David Adams

No. 83, 86, 21, 4
- Position: Running back

Personal information
- Born: June 24, 1964 (age 62) Tucson, Arizona, U.S.
- Listed height: 5 ft 6 in (1.68 m)
- Listed weight: 168 lb (76 kg)

Career information
- High school: Sunnyside (Tucson)
- College: Arizona
- NFL draft: 1987: 12th round, 309th overall pick

Career history
- Indianapolis Colts (1987)*; Dallas Cowboys (1987); Los Angeles Rams (1987); Los Angeles Raiders (1987)*; Los Angeles Rams (1988)*; Hamilton Tiger-Cats (1989–1990);
- * Offseason or practice squad member only

Awards and highlights
- First-team All-Pac-10 (1986); Second-team All-Pac-10 (1984);

Career NFL statistics
- Rushing yards: 49
- Rushing average: 7
- Touchdowns: 1
- Stats at Pro Football Reference

Career CFL statistics
- Games played: 3

= David Adams (gridiron football) =

American football player (born 1964)

David Delaney Adams (born June 24, 1964) is an American former professional football player who was a running back in the National Football League (NFL) for the Dallas Cowboys and Los Angeles Rams. He also was a member of the Hamilton Tiger-Cats in the Canadian Football League (CFL). He was selected by the Indianapolis Colts in the twelfth round (309th overall) of the 1987 NFL draft. He played college football for the Arizona Wildcats.

==Early life==
Adams attended Sunnyside High School, where he played running back. As a junior, he led the state in yards per carry (12.6), yards per punt return (8.7) and yards per kickoff returns (38), while receiving All-state and All-city honors.

As a senior, he led the city in rushing, while receiving All-state, All-city and player of the year honors (by the Tucson Citizen). He was honorable-mention All-American and played in the North/South All Star Game. During his high school career his teams had a 22–3 overall record.

==College career==
Adams accepted a football scholarship from the University of Arizona. As a sophomore, he was named the starter, registering 188 carries for 750 yards and 6 touchdowns. As a junior, he was limited with injuries, posting 138 carries for 511 yards and 2 touchdowns.

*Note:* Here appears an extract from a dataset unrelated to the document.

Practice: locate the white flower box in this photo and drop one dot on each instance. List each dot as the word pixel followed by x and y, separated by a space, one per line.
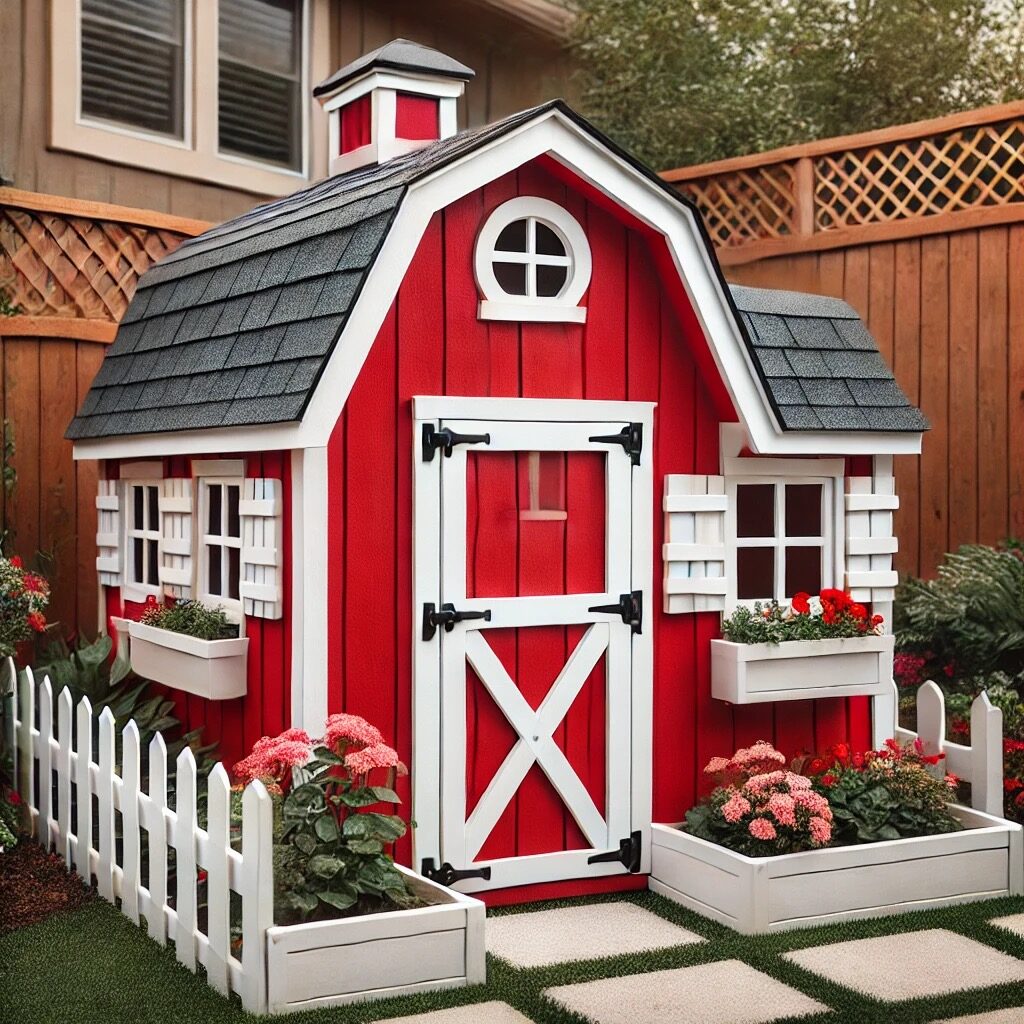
pixel 398 952
pixel 211 669
pixel 801 670
pixel 757 895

As a senior, he was the first running back in school history to lead the Pac 10 in rushing (1,175 yards), which ranked fourth in school history. He finished his college career leading his team in rushing for three straight seasons, ranking third in school history in rushing yards (2,571) and second in rushing attempts (600).

==Professional career==

===Indianapolis Colts===
Adams was selected by the Indianapolis Colts in the 12th round (309th overall) of the 1987 NFL draft, after dropping because he was seen too small to play professional football. He was released on September 8.

===Dallas Cowboys===
After the NFLPA strike was declared on the third week of the 1987 season, those contests were canceled (reducing the 16-game season to 15) and the NFL decided that the games would be played with replacement players. On September 23, Adams was signed to be a part of the Dallas Cowboys replacement team, that was given the mock name "Rhinestone Cowboys" by the media. He was a backup behind Alvin Blount and Tony Dorsett. Against the New York Jets, he had 5 carries for 43 yards, including a 27-yard touchdown run, and 2 kickoff returns for 23 yards. Against the Philadelphia Eagles, he tallied 2 carries for 6 yards and 3 kickoff returns for 70 yards. Against the Washington Redskins, he had one reception for 8 yards and one kickoff return for 20 yards. He was cut on October 20, at the end of the strike.

===Los Angeles Rams===
In 1987, he signed as a free agent with the Los Angeles Rams. He was released on December 17.

===Los Angeles Raiders===
In 1988, he signed as a free agent with the Los Angeles Raiders. He was released on August 1.

===Hamilton Tiger-Cats===
On April 13, 1989, he was signed by the Hamilton Tiger-Cats of the Canadian Football League. He appeared in one game, posting 3 carries for 2 yards. In 1990, he appeared in 3 games, tallying 19 carries for 65 yards and one touchdown.

==Personal life==
Adams is the uncle of basketball player Bryce Cotton.